C. Macris étudie les « hommes divins » autrement définis comme « charismatiques itinérants » (parmi les plus connus, Apollonios de Tyane, dont Philostrate donne une image très positive, Alexandre d’Abonouteichos brocardé par Lucien). Ces hommes se distinguent des sorciers dans la mesure où leur action se caractérise par les bienfaits qu’ils prodiguent à la communauté. M. fait entrer dans cette catégorie Eunous, Syrien originaire d’Apamée, chef de la première révolte servile en Sicile qui se disait possédé du dieu et en état de transe divine, du feu sortait de sa bouche (trucage selon Diodore…). Ce groupe doit intégrer le plus célèbre de ces « hommes divins », Jésus de Nazareth.
Chemin faisant divers « outils » d’analyse sont proposés. Le plus intéressant paraît être le concept de « market-place in religions » qui permet de concevoir comment la démarche de toutes les religions dans un Empire romain désormais unitaire les conduit à plus de traits similaires sans qu’on puisse systématiquement parler de syncrétisme ; pour autant, cette démarche n’exclut nullement une concurrence très vive pour prendre des « parts de marché ». La mise au point de tels référents nous montre que les spécialistes de l’Antiquité ne sont pas déconnectés de l’actualité mais aussi combien il faut être lucide par rapport aux phénomènes de mode qui sous-tendent nos disciplines…

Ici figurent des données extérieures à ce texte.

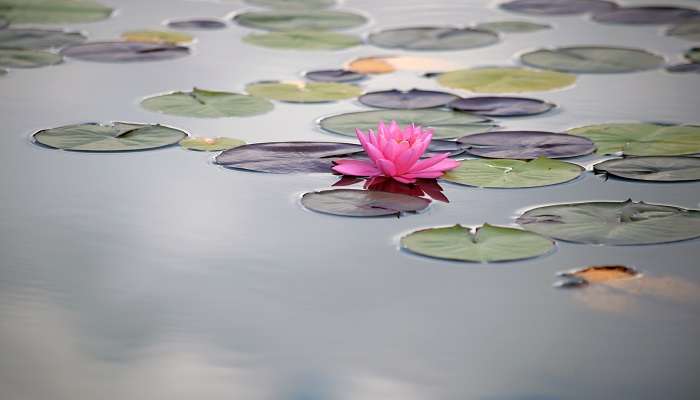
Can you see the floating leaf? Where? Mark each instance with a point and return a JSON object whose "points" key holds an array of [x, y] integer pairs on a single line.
{"points": [[303, 40], [445, 124], [526, 145], [207, 104], [286, 157], [120, 52], [115, 136], [362, 203], [302, 92], [643, 139], [498, 106], [433, 38], [505, 80], [592, 59], [657, 169], [406, 100], [512, 173], [613, 223], [487, 243]]}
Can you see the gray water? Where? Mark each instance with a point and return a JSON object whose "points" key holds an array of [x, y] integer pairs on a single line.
{"points": [[157, 275]]}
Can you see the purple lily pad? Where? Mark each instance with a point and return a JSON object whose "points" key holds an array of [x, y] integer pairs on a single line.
{"points": [[123, 52], [496, 106], [526, 145], [558, 7], [413, 99], [653, 15], [286, 157]]}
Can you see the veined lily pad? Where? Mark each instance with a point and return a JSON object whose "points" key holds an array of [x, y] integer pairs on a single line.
{"points": [[513, 173], [115, 136], [487, 243], [433, 38], [207, 104], [657, 169], [643, 139], [526, 145], [505, 80], [362, 203], [592, 60], [445, 124], [613, 223], [302, 92]]}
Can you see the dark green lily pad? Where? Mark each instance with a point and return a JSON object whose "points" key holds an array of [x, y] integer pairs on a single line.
{"points": [[207, 104], [115, 136], [487, 243], [643, 139], [613, 223], [362, 203], [445, 124], [433, 38], [513, 173], [656, 169]]}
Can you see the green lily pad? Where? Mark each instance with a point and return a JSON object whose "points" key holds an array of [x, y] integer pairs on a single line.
{"points": [[643, 139], [613, 223], [487, 243], [115, 136], [299, 20], [505, 80], [503, 173], [207, 104], [304, 92], [303, 40], [53, 11], [592, 59], [445, 124]]}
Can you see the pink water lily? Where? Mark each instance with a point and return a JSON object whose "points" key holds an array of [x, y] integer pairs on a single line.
{"points": [[395, 153]]}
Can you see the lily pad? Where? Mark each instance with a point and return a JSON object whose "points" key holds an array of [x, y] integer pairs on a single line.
{"points": [[303, 92], [505, 80], [299, 20], [445, 124], [207, 104], [406, 100], [286, 157], [499, 106], [656, 169], [53, 11], [487, 243], [122, 52], [303, 40], [513, 173], [592, 60], [613, 223], [115, 136], [643, 139], [433, 38], [525, 145], [362, 203]]}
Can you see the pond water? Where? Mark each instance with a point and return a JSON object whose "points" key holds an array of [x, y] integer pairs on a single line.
{"points": [[158, 275]]}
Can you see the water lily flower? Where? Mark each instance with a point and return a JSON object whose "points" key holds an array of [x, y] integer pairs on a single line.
{"points": [[396, 153]]}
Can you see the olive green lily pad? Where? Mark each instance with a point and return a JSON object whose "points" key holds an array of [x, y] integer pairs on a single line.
{"points": [[207, 104], [445, 124], [643, 139], [503, 173], [487, 243], [505, 80], [303, 40], [304, 92], [613, 223], [53, 11], [593, 59], [115, 136]]}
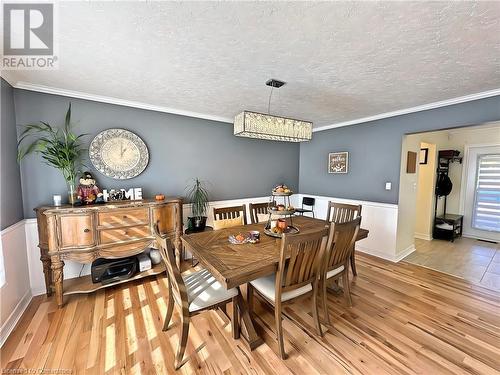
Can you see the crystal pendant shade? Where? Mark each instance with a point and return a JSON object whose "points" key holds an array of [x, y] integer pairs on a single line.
{"points": [[275, 128]]}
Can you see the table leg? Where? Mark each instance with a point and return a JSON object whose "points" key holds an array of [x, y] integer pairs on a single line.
{"points": [[247, 329]]}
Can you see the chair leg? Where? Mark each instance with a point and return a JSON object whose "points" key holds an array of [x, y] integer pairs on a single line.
{"points": [[347, 289], [250, 300], [235, 323], [353, 264], [170, 307], [315, 310], [279, 330], [325, 301], [183, 340]]}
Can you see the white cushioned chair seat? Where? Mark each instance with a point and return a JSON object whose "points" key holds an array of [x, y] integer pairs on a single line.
{"points": [[334, 272], [204, 290], [266, 286]]}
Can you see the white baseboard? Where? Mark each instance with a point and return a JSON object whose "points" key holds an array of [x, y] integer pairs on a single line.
{"points": [[383, 255], [9, 325], [423, 236], [403, 254], [475, 237]]}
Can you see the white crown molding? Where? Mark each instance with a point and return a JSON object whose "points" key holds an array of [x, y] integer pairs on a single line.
{"points": [[116, 101], [424, 107], [150, 107]]}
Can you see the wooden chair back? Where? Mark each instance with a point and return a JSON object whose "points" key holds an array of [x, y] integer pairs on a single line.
{"points": [[176, 282], [341, 238], [257, 208], [231, 213], [305, 254], [342, 213]]}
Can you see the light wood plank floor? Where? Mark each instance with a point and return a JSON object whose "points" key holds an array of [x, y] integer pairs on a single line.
{"points": [[405, 320]]}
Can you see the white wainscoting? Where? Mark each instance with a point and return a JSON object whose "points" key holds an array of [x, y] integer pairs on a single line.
{"points": [[15, 294], [380, 219]]}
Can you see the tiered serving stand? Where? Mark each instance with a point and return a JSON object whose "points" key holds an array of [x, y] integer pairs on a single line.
{"points": [[284, 214]]}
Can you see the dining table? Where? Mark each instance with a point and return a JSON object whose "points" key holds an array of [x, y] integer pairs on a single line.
{"points": [[234, 265]]}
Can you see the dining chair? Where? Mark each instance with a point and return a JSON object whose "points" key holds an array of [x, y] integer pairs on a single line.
{"points": [[298, 273], [342, 213], [341, 238], [226, 217], [193, 294], [257, 209], [306, 201]]}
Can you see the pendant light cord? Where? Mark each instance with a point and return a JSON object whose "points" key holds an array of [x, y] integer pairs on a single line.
{"points": [[269, 101]]}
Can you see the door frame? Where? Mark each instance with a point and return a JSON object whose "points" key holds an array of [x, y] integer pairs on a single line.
{"points": [[465, 180]]}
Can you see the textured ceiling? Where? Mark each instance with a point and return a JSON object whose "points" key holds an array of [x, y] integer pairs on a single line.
{"points": [[342, 60]]}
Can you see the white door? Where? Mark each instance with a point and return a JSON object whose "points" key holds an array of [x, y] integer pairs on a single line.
{"points": [[482, 193]]}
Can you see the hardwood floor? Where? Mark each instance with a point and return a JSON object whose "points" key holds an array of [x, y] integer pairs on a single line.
{"points": [[405, 319]]}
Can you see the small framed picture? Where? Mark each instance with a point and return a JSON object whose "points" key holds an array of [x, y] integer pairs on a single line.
{"points": [[338, 162], [423, 156]]}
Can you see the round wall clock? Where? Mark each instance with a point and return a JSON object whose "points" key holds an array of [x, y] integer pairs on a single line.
{"points": [[118, 153]]}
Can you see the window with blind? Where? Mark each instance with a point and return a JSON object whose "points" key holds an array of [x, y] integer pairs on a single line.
{"points": [[486, 212]]}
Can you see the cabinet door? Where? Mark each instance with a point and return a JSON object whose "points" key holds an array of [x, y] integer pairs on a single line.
{"points": [[166, 215], [121, 217], [125, 234], [76, 231]]}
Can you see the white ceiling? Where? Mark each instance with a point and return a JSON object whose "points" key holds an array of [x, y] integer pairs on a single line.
{"points": [[342, 60]]}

Enfin en une sorte de conclusion dont le titre est « religio migrans », Chr. Auffarth replace les « religions orientales » dans le contexte global des religions antiques en mettant en scène des concepts généraux : exotisme et acculturation en donnant de l’épaisseur à son exposé par l’apport constant de l’historiographie et en particulier aux points de vue de Max Weber. Il montre les différents canaux par lesquels les religions « migrent » (individus, groupes constitués mais aussi institutions).
On est passionné à la lecture de textes parfois austères mais si pleins de sève. Les références constantes aux perspectives et aux projets témoignent d’une belle confiance dans l’avenir de l’entreprise et nous laissent donc espérer une suite à ce 3e colloque.